Q: Does this change affect all Crypto.com products?
A: No. The updated staking requirements apply only to users seeking to qualify for or upgrade their Crypto.com Visa card tiers. Other services like exchange staking or DeFi products are unaffected.

Q: Can I still earn rewards without upgrading my card?
A: Yes. Existing cardholders retain their current benefits as long as they don’t adjust their stake or card tier after November 2.

Q: Will this help increase CRO’s price?
A: Potentially. Reducing liquid supply through higher staking demands may reduce sell pressure. However, market sentiment and broader crypto trends play a larger role in price movements.

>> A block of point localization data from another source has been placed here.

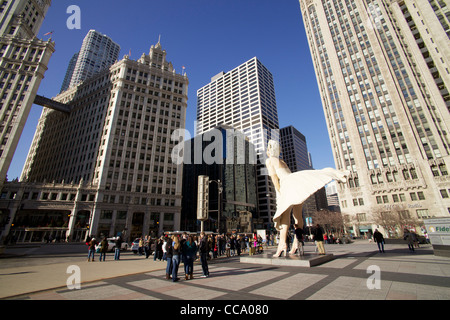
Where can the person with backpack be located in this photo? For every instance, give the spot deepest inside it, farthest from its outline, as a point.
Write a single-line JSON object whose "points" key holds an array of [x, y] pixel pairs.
{"points": [[379, 239], [91, 250]]}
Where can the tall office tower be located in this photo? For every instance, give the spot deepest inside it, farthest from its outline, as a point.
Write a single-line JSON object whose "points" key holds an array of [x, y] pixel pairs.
{"points": [[294, 149], [233, 185], [69, 72], [117, 139], [98, 52], [383, 73], [244, 98], [295, 153], [23, 62]]}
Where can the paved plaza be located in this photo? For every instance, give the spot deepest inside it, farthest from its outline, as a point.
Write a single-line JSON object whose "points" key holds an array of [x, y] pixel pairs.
{"points": [[351, 275]]}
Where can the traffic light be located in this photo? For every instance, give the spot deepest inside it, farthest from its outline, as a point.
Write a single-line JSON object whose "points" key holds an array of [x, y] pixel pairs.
{"points": [[203, 198]]}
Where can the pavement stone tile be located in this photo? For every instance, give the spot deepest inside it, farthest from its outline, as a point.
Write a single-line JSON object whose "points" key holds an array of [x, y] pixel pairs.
{"points": [[404, 276]]}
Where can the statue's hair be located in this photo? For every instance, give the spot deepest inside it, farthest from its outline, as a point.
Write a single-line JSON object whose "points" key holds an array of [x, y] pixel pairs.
{"points": [[274, 148]]}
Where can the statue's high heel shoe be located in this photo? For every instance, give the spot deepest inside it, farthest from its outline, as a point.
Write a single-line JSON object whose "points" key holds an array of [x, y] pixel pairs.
{"points": [[280, 251]]}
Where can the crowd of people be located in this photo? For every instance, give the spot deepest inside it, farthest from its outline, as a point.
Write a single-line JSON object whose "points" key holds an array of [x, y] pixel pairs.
{"points": [[186, 248]]}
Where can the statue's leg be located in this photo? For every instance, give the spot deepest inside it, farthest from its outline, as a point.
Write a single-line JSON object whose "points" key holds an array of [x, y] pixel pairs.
{"points": [[284, 227]]}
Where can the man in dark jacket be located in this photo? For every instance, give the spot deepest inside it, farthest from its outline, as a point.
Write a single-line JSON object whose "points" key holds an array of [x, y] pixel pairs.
{"points": [[378, 237], [204, 248], [318, 238]]}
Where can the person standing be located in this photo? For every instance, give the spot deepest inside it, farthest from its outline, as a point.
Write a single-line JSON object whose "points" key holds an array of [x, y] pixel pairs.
{"points": [[91, 252], [117, 248], [169, 253], [318, 237], [410, 237], [298, 241], [103, 248], [378, 237], [203, 248], [176, 251]]}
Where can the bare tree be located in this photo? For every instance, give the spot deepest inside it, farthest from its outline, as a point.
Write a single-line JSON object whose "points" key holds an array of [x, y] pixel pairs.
{"points": [[394, 221]]}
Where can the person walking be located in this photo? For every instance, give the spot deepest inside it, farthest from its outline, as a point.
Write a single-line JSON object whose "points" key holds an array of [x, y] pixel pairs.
{"points": [[103, 248], [189, 251], [379, 239], [91, 251], [318, 237], [176, 252], [158, 249], [203, 248], [410, 237], [169, 255], [117, 248]]}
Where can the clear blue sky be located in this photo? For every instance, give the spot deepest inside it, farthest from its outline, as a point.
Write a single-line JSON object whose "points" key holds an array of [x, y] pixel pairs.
{"points": [[205, 36]]}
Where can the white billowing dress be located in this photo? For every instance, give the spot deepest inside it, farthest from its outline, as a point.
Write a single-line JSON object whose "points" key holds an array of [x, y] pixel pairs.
{"points": [[296, 187]]}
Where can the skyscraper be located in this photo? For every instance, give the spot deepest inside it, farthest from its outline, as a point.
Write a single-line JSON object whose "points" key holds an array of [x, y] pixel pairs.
{"points": [[244, 98], [382, 68], [23, 62], [294, 149], [69, 72], [116, 143], [97, 53]]}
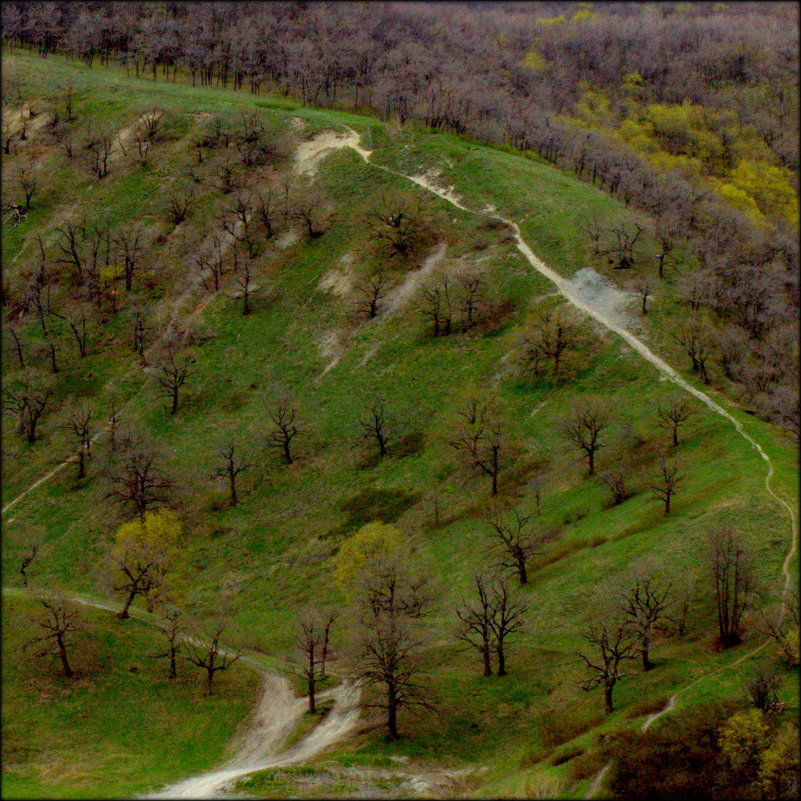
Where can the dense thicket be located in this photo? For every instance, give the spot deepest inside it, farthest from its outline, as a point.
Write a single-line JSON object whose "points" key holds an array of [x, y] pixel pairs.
{"points": [[689, 111]]}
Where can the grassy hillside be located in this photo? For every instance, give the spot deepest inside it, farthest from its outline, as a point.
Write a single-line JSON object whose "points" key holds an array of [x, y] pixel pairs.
{"points": [[274, 552]]}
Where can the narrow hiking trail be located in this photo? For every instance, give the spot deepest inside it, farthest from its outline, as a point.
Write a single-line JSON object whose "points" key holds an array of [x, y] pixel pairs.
{"points": [[276, 714], [264, 751], [612, 322]]}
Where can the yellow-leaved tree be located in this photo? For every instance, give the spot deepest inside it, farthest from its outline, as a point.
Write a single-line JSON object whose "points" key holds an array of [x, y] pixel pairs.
{"points": [[372, 543], [150, 558]]}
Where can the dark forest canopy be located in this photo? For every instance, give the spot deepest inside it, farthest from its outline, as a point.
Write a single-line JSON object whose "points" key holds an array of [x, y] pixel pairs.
{"points": [[686, 110]]}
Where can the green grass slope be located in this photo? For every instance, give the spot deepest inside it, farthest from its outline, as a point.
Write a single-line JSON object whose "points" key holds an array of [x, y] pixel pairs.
{"points": [[276, 550]]}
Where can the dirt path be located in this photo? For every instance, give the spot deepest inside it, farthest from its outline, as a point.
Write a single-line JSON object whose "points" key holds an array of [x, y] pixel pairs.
{"points": [[603, 307], [275, 716]]}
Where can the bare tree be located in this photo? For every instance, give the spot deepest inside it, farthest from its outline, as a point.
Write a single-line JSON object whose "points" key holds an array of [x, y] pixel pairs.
{"points": [[307, 206], [475, 618], [551, 335], [27, 183], [693, 336], [375, 426], [283, 417], [210, 656], [128, 242], [514, 545], [666, 483], [782, 626], [173, 377], [389, 649], [729, 567], [645, 606], [28, 403], [26, 562], [231, 469], [58, 622], [642, 286], [507, 618], [583, 428], [99, 146], [471, 298], [178, 204], [611, 643], [312, 642], [672, 414], [398, 222], [137, 482], [78, 424], [480, 439]]}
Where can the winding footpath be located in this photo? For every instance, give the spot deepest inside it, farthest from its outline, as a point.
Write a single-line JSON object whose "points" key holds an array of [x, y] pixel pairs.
{"points": [[567, 289], [279, 710]]}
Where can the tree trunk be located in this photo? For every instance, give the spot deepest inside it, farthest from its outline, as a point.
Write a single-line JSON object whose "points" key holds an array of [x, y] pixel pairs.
{"points": [[124, 613], [62, 652], [392, 713], [501, 659]]}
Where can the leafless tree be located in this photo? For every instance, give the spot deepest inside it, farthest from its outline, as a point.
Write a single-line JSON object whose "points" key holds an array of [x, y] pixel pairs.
{"points": [[436, 305], [611, 642], [128, 242], [211, 656], [306, 206], [17, 346], [480, 440], [729, 567], [693, 336], [398, 222], [667, 481], [584, 426], [283, 417], [614, 479], [475, 618], [26, 562], [646, 606], [172, 631], [231, 469], [137, 482], [782, 626], [672, 414], [617, 244], [551, 335], [313, 642], [371, 291], [642, 286], [29, 403], [513, 543], [178, 203], [78, 328], [389, 647], [99, 145], [507, 618], [376, 427], [58, 622], [173, 377], [471, 298], [78, 424], [27, 183]]}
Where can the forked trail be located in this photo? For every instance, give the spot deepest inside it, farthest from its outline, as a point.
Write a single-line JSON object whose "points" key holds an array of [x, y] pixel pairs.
{"points": [[279, 709]]}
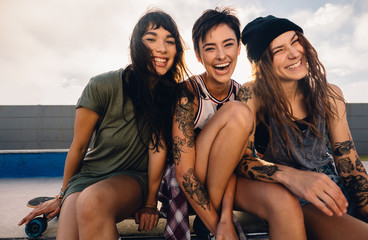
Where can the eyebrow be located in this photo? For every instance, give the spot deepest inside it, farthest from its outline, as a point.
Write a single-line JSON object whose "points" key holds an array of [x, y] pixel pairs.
{"points": [[225, 41], [272, 49], [155, 34]]}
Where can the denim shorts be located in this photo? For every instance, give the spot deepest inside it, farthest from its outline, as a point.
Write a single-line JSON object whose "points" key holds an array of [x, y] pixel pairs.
{"points": [[330, 170]]}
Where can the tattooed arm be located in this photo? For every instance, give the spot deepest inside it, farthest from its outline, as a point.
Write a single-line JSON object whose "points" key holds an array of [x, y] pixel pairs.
{"points": [[184, 158], [314, 187], [348, 164]]}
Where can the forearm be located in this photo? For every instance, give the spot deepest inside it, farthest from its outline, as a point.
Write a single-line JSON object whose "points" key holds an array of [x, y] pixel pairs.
{"points": [[72, 163], [228, 200], [257, 169], [156, 167]]}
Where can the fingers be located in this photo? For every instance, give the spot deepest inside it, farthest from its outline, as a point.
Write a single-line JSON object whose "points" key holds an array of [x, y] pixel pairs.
{"points": [[51, 206], [136, 217], [329, 198], [148, 220]]}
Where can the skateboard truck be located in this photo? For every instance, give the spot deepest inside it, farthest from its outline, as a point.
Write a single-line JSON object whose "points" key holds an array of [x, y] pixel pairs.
{"points": [[36, 226]]}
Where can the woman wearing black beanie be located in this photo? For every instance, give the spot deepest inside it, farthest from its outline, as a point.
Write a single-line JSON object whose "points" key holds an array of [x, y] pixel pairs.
{"points": [[302, 139]]}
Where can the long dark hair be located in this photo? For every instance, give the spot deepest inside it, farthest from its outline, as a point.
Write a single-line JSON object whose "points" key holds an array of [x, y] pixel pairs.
{"points": [[314, 88], [155, 105]]}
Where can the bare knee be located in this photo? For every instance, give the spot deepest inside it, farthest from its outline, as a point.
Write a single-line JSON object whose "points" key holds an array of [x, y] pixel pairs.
{"points": [[281, 202], [239, 115]]}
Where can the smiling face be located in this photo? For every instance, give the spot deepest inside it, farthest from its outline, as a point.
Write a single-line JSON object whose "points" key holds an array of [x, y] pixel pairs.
{"points": [[163, 48], [289, 61], [218, 52]]}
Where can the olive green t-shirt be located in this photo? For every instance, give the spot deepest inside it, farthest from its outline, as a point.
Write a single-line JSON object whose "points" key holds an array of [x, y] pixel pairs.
{"points": [[116, 145]]}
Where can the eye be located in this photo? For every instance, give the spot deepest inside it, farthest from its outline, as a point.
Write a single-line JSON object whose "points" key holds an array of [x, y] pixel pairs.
{"points": [[295, 41], [277, 51], [149, 39], [209, 49]]}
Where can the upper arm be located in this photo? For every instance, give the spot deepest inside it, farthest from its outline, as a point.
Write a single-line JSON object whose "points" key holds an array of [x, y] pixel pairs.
{"points": [[247, 96], [85, 122], [339, 132], [183, 134]]}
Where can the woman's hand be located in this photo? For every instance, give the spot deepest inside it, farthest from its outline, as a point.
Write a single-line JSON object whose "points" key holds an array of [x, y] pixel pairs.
{"points": [[51, 208], [318, 189], [147, 218]]}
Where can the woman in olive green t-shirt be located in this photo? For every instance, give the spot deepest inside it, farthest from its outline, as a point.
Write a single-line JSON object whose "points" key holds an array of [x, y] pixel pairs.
{"points": [[128, 113]]}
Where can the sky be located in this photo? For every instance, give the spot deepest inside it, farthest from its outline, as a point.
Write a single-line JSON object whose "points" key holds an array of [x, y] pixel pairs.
{"points": [[49, 49]]}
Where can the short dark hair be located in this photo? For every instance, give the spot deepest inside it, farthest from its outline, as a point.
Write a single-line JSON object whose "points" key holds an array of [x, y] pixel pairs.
{"points": [[140, 54], [211, 19]]}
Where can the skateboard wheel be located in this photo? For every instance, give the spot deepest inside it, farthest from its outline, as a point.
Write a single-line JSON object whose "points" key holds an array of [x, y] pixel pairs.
{"points": [[36, 227]]}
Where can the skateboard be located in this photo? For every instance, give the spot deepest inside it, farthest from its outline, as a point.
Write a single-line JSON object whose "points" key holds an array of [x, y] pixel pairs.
{"points": [[37, 225]]}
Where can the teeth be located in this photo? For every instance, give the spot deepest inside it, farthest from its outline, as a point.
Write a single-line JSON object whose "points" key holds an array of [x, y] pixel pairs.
{"points": [[160, 60], [295, 65], [222, 65]]}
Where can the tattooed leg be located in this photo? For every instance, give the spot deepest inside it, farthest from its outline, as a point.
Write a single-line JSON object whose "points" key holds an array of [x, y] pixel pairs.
{"points": [[343, 148], [195, 189]]}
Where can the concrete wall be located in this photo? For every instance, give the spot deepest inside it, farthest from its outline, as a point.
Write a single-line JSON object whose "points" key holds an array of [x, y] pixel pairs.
{"points": [[51, 127], [36, 127]]}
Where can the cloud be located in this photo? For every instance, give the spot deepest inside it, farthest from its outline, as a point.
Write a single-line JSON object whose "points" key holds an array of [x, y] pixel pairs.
{"points": [[50, 49]]}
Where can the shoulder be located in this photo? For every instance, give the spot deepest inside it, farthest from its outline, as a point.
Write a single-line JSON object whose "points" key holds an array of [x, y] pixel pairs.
{"points": [[107, 77], [336, 89], [246, 95], [246, 92]]}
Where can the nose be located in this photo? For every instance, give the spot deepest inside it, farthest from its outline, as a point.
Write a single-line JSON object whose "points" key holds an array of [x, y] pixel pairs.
{"points": [[220, 54], [161, 46], [293, 52]]}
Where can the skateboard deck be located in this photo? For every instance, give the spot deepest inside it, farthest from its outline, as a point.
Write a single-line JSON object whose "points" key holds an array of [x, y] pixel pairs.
{"points": [[38, 224], [34, 202]]}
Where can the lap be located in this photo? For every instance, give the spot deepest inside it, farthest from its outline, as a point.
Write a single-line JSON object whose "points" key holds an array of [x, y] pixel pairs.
{"points": [[120, 196], [321, 226]]}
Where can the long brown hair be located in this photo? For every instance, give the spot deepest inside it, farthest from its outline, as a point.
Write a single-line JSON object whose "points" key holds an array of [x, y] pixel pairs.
{"points": [[155, 106], [314, 88]]}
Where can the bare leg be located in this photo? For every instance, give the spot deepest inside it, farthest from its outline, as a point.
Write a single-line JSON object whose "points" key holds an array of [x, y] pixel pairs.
{"points": [[220, 146], [321, 226], [103, 204], [225, 227], [67, 225], [275, 204]]}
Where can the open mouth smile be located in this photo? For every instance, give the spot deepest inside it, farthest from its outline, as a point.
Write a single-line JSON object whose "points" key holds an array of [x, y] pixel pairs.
{"points": [[295, 65], [160, 61]]}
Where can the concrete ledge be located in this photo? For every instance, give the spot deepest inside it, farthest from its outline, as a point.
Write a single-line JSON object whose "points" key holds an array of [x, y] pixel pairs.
{"points": [[32, 163]]}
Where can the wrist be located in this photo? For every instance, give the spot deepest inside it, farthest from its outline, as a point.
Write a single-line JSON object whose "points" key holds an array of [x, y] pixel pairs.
{"points": [[282, 176], [60, 195]]}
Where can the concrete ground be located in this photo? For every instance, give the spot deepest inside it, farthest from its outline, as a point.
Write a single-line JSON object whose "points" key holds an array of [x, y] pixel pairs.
{"points": [[14, 194]]}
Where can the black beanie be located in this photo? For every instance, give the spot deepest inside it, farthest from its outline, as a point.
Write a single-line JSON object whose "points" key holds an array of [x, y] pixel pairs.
{"points": [[259, 33]]}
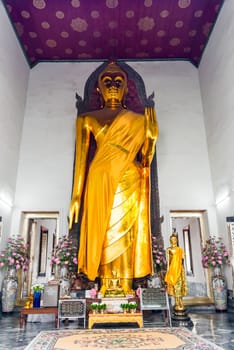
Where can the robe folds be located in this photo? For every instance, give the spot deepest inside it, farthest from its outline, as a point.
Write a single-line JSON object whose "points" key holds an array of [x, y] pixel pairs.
{"points": [[116, 201]]}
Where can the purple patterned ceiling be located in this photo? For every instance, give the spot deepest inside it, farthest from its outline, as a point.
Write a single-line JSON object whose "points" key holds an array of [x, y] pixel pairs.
{"points": [[66, 30]]}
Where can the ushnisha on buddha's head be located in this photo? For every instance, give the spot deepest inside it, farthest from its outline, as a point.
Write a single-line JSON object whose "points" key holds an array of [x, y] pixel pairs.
{"points": [[112, 85], [174, 239]]}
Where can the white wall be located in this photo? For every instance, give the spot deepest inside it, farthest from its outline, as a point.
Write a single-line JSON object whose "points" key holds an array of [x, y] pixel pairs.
{"points": [[216, 74], [45, 173], [14, 73], [183, 164]]}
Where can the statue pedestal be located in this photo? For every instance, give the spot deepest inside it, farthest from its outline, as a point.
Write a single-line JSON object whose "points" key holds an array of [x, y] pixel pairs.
{"points": [[113, 304], [181, 319]]}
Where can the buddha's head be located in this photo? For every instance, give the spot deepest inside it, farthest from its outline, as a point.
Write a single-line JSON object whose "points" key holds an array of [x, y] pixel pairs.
{"points": [[174, 239], [112, 85]]}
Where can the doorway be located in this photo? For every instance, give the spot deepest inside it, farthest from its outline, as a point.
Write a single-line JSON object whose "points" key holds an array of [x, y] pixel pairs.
{"points": [[40, 231], [192, 230]]}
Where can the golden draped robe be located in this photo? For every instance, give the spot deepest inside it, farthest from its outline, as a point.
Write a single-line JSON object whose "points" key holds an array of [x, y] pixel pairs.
{"points": [[116, 202], [175, 275]]}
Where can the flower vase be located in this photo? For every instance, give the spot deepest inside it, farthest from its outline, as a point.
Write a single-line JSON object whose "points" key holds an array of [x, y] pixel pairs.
{"points": [[36, 299], [219, 290], [9, 290], [64, 282], [132, 311]]}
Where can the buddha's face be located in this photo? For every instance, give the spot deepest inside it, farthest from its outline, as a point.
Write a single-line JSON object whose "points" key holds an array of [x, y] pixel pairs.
{"points": [[173, 241], [113, 87]]}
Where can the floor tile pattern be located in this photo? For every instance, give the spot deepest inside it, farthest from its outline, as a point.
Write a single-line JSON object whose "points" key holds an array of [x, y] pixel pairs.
{"points": [[213, 326]]}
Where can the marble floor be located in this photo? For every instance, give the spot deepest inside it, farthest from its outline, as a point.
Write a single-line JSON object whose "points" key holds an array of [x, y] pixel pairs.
{"points": [[213, 326]]}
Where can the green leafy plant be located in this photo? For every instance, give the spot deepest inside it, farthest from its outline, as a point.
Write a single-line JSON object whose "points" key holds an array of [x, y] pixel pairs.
{"points": [[15, 255], [101, 306], [132, 305], [94, 306], [124, 306], [37, 287], [214, 253], [64, 253]]}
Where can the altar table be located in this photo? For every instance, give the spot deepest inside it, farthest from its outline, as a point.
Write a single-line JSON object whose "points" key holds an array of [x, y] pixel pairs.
{"points": [[37, 311], [115, 318]]}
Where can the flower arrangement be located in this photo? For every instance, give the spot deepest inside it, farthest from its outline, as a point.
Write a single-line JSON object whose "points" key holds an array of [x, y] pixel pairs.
{"points": [[159, 255], [101, 306], [64, 253], [128, 306], [132, 305], [214, 253], [124, 306], [15, 255], [94, 306], [37, 287]]}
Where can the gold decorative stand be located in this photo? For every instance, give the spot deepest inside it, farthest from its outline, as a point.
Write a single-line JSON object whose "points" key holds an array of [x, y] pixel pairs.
{"points": [[116, 318]]}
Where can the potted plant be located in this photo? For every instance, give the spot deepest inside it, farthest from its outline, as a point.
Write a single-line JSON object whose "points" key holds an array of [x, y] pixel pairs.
{"points": [[101, 307], [94, 307], [132, 306], [124, 307], [214, 253], [64, 258], [64, 253], [13, 258], [215, 256]]}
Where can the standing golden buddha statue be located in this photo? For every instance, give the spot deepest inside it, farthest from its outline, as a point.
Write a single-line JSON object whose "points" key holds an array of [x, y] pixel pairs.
{"points": [[175, 275], [115, 238]]}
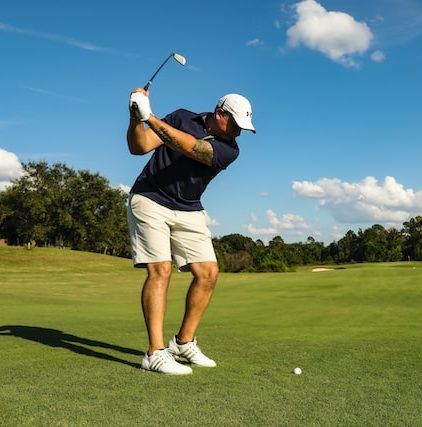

Q: Is there a way to stake less and still get good rewards?
A: Consider alternative platforms that offer high-yield staking or cashback programs without rigid lock-up requirements.

Q: What happens if I unstake after November 2?
A: If you remove your stake and later re-stake, you’ll need to meet the new 2.5x requirement to regain card eligibility.

Final Thoughts: A Strategic Move or Defensive Play?

Crypto.com’s decision to raise staking requirements reflects a pivotal moment for its ecosystem. On one hand, it reinforces commitment from dedicated users and may provide short-term support for CRO’s market value. On the other hand, it risks alienating potential new users who may view the move as exclusionary or poorly timed.

For investors and users alike, understanding tokenomics, staking dynamics, and platform incentives is more important than ever. As competition in the crypto rewards space grows, platforms must balance sustainability with accessibility.

Whether this change proves beneficial long-term depends on transparency, future utility enhancements for CRO, and overall market recovery.